= Peter Holtslag =

Peter Holtslag (born 1957 in Amsterdam) is a Dutch recorder and flauto traverso virtuoso.

Holtslag studied recorder at the Sweelinck Conservatorium in Amsterdam (now Conservatorium van Amsterdam), Frans Brüggen being his great inspiration, graduating with distinction in 1980. He has toured worldwide as a recorder and flauto traverso player, performing with musicians such as Gustav Leonhardt, William Christie and Roy Goodman, as well as with ensembles such as The English Concert, Orchestra of the 18th Century, Akademie für Alte Musik Berlin, La Fontegara Amsterdam and Trio Noname. He has recorded numerous CDs for major labels, including Hyperion, DGG/Archiv, Globe, Aeolus and Chandos.

In 2011, he recorded a CD on the Aeolus label entitled Awakening Princesses, using original 18th-century recorders from the Bate Collection of Musical Instruments of the University of Oxford as a documentary-research project.
In 2016 a Bach CD was released (also on Aeolus), using an original transverse flute from Bach's times.

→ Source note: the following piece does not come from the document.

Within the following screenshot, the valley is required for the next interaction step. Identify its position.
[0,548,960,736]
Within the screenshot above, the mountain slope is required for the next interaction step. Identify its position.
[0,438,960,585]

From 1984 to 1988, Holtslag taught at the Guildhall School of Music in London and was a lecturer at the City University, London. In 1988, he was appointed a professor both at the Royal Academy of Music in London and the Hochschule für Musik und Theater, Hamburg. He was awarded an Honorary Member of the Royal Academy of Music (HonRAM) in 2013.